We had other observations with respect to the voter cards. Some nationalities routinely get multiple voter cards.”
Then he got around to voter info cards left in lobbies:
A lot of people in apartment buildings are fairly transient, and voter cards get left in stacks in lobbies of apartment buildings. The cards can then be picked up and used by anyone. Since we don’t require identification at the polling station, anybody can be anybody. This election and last, in fact, we got phone calls — anonymous, naturally — offering us extra voter cards, for money, naturally. We, naturally, refused.
. . . for purposes of the income tax system, some people register their addresses as their accountant’s, so we were getting the accountant’s address as a genuine address. We were able to purge the lists of these before the election.
and then to Hawn’s complaint about voter info cards left in lobbies. Remember, this is in 2006:
“There is no voter card in this country. It’s a voter information card. It’s information that is provided. That card does not entitle one to vote. It certainly does not entitle one to vote multiple times.”
“The example that I used in the beginning was that of a lawyer, who clearly knows better, bragging that he voted 14 times for my opponent in the 2004 election because he had a voter card for each of the 14 properties that he leased in the riding.”
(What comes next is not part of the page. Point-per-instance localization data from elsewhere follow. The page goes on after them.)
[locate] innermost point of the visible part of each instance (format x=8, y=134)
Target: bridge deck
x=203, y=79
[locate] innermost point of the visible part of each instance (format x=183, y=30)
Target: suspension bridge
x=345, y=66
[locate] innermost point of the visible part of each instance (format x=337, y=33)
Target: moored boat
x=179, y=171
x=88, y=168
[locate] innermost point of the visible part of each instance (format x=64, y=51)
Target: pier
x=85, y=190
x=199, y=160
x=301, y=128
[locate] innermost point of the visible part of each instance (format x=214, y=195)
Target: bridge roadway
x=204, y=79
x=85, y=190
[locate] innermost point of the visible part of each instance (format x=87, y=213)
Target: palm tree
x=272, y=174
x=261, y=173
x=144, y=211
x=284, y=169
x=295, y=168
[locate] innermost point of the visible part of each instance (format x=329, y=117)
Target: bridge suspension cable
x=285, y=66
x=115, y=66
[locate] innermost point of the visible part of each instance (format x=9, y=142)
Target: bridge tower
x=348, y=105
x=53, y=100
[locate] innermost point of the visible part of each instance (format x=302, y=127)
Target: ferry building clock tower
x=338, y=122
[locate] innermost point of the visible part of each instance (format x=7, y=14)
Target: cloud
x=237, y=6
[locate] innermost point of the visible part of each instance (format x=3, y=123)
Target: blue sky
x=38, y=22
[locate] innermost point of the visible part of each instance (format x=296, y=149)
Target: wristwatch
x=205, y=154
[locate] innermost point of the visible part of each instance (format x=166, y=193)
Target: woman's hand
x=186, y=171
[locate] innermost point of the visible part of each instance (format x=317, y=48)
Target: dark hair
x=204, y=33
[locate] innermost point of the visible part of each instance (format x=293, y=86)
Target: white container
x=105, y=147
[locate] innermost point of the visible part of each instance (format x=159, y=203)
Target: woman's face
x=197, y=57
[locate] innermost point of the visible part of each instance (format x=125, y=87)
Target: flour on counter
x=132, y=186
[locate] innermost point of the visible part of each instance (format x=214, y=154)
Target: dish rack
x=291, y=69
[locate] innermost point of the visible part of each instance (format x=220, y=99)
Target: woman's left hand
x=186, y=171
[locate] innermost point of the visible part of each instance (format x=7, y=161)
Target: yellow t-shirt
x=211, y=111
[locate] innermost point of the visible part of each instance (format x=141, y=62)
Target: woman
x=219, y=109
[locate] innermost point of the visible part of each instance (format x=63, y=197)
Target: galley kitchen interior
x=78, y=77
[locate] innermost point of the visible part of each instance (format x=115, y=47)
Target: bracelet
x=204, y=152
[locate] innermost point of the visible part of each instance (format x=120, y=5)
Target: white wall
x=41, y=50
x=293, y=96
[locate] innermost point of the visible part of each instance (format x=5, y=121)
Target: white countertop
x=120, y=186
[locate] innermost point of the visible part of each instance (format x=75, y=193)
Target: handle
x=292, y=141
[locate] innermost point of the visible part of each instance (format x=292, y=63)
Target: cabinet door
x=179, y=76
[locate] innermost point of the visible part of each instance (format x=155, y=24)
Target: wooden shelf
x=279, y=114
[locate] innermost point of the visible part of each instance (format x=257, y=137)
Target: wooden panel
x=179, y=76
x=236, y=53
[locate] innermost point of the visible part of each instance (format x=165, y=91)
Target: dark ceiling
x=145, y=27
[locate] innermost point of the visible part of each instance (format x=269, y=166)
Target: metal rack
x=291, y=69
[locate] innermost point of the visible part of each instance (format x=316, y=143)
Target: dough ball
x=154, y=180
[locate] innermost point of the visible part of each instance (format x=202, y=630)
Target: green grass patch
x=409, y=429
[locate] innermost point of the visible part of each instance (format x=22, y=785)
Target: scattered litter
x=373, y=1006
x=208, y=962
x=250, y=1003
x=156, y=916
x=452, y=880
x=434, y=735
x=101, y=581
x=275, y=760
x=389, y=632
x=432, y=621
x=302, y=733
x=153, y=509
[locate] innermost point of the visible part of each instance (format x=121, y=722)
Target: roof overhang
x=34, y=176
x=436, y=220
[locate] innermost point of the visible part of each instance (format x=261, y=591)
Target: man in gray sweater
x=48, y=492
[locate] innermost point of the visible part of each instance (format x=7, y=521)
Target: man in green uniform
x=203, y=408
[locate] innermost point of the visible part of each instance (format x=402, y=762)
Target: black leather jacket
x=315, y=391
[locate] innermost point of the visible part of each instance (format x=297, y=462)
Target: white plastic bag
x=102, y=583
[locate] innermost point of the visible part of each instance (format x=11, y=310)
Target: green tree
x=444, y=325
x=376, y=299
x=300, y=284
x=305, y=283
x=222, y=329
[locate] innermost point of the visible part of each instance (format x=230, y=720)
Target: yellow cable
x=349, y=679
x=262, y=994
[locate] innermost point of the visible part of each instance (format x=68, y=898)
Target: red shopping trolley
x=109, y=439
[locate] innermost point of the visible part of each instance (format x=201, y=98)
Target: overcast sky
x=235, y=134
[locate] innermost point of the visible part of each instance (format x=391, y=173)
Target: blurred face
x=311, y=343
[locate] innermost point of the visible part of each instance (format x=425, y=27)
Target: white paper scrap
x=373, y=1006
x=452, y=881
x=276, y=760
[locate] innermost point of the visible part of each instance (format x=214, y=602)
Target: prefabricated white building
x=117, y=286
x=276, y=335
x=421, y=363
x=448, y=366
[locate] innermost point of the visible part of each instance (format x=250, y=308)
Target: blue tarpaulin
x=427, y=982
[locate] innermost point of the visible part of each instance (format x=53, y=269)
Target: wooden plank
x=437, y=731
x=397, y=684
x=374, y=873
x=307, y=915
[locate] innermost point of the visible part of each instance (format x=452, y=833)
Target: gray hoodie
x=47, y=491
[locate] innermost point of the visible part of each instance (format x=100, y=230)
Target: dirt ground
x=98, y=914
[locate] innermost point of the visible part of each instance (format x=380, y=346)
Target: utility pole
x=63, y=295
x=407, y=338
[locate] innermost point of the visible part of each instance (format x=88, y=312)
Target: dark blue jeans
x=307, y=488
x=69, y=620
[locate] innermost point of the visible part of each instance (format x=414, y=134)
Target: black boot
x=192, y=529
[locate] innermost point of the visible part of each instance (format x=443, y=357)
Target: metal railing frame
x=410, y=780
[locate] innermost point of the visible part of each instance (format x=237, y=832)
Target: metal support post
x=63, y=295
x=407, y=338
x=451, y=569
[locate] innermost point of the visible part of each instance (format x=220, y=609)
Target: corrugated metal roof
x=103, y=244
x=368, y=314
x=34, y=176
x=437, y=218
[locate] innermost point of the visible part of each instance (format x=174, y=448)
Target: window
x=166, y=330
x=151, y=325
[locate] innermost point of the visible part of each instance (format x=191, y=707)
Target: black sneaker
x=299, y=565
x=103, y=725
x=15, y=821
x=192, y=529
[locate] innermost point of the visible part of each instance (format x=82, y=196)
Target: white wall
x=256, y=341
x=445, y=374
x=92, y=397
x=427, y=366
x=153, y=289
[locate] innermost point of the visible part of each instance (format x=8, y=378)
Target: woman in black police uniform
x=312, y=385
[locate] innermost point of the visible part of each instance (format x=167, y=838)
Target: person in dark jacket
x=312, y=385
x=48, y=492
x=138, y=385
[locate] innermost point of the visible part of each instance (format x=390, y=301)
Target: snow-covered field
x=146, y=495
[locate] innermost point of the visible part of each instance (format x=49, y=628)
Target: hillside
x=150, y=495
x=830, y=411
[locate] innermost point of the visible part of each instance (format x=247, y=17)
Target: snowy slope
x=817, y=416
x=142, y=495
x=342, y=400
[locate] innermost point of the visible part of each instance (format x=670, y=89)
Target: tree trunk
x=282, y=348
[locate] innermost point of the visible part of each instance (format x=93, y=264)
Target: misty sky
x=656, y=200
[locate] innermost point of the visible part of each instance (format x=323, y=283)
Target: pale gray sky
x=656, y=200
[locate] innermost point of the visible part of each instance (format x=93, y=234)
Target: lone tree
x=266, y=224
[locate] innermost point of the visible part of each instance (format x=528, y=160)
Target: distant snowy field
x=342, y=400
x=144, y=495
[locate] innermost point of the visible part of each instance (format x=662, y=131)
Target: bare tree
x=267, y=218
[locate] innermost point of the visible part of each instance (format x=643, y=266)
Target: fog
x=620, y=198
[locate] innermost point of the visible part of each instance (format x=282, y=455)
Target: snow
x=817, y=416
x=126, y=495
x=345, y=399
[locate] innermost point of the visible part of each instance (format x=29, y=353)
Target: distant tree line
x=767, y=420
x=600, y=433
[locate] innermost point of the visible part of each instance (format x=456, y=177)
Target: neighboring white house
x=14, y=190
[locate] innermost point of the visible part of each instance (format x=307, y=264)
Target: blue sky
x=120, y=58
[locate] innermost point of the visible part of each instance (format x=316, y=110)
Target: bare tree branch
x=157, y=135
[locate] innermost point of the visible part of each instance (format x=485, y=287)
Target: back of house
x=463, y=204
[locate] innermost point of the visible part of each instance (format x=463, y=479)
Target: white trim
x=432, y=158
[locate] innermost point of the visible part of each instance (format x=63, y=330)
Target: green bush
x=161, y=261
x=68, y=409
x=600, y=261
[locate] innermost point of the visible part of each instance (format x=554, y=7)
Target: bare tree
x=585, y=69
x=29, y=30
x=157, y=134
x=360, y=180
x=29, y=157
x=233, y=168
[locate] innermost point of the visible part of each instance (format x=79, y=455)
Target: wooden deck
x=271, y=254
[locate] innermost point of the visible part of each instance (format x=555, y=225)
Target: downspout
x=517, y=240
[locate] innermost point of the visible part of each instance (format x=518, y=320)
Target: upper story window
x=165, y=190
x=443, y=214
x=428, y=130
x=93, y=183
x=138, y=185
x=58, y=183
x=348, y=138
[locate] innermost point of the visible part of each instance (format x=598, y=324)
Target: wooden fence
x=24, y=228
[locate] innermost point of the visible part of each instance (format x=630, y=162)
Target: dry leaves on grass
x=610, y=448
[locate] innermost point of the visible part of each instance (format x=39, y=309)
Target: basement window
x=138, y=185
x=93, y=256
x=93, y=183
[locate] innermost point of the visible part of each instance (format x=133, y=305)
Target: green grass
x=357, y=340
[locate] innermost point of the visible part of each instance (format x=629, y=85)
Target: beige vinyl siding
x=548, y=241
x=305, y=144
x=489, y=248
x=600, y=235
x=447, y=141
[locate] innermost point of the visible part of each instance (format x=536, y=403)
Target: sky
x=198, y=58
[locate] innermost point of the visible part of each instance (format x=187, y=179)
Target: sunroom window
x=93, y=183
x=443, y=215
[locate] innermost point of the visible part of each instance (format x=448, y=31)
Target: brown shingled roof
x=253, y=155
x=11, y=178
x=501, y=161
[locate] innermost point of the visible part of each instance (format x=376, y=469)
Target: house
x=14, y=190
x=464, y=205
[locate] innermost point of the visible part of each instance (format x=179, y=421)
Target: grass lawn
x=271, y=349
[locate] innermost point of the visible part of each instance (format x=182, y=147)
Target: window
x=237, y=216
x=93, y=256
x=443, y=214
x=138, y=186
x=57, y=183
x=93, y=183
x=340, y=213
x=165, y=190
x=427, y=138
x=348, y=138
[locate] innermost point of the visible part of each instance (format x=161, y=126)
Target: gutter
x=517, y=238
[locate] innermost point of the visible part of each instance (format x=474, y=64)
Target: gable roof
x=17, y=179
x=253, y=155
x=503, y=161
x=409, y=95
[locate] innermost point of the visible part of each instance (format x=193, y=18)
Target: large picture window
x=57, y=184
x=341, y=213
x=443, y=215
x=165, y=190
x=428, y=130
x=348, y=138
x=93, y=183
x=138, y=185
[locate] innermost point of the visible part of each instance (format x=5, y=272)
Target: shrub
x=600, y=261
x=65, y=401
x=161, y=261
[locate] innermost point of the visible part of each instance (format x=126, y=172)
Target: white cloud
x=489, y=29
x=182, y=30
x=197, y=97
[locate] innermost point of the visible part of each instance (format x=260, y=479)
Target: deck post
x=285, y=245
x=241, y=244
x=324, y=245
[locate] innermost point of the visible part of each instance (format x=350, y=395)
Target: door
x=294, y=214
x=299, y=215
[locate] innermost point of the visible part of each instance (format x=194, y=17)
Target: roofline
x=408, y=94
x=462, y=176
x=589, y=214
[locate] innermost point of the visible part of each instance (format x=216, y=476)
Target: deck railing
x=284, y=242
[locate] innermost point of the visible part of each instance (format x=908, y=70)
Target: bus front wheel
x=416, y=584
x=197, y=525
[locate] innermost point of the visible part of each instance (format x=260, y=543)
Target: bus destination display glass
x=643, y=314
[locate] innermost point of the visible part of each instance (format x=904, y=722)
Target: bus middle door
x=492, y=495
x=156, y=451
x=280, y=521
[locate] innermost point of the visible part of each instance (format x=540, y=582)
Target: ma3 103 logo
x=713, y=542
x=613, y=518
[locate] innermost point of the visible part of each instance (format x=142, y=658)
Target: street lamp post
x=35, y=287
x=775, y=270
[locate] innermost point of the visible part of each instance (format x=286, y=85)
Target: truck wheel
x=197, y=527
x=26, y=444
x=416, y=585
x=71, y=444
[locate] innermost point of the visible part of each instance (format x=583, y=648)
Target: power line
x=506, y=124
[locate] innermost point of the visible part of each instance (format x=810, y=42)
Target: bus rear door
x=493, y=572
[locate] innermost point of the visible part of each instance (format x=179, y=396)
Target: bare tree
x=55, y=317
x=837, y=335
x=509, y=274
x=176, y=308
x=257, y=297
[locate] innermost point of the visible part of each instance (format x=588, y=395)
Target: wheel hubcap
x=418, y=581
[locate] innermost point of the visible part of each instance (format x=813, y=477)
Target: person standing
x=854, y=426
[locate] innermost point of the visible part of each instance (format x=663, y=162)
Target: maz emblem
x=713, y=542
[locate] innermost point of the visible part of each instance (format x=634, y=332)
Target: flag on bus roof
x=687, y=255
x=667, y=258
“Hawn’s campaign actually issued a news release in January of 2006 to announce it had filed a complaint with the Commissioner of Elections Canada about ‘massive voter list irregularities’ in his riding of Edmonton Centre, alleging that non-residential buildings or ‘non-existent’ addresses were listed on the voter rolls.
But the 2006 release does not make mention of an offer for voter identification cards.”
Or money for turning them over. That’s odd. Perhaps the Opposition could ask him about that. Back to CBC:
About a week before the 2006 election, Hawn’s campaign gave a list of suspect names found on the voters list to Elections Canada.
Hawn’s campaign office ‘made such a stink about it’ that Elections Canada put on extra staff in Edmonton Centre on voting day. Hawn won that election.
A year later, in January 2007, Elections Canada issued a release about the results of its investigation into Hawn’s complaint. It found 93 voters who used what it called ‘non-residential addresses’ and reports it interviewed ‘most of these electors.’
The upshot of the investigation was that 21 voters who did not live in Edmonton Centre were revealed to have voted there. Elections Canada found that all had ‘updated’ their addresses, although the report doesn’t say when that happened. The report says none voted twice and nor was any link found between them.
Perhaps because of Hawn’s complaint, the report goes on to say, ‘On election day, electors listed at potential non-residential addresses, including these 21, were highlighted on the lists of electors, and election officers obtained proof of residence from these electors before they voted.’
Blithering idiot parliamentary secretary to Prime Minister Stephen Harper, Paul Calandra:
told the House that in the 2006 election, as a scrutineer for the Conservative Party, he had seen his dead mother’s name on a list of voters who were recorded as having already voted.
‘She had actually passed away in 2005, and when I asked the person why her name was checked off the list, she assured me that my mother had been in earlier in the day to vote. When I explained to her that was not possible, I was ushered out of the polling station,’ Calandra said.
Reached by phone late Tuesday, Calandra said he made a mistake when he said he was a scrutineer in that election.
Sigh. Well, it is Calandra after all.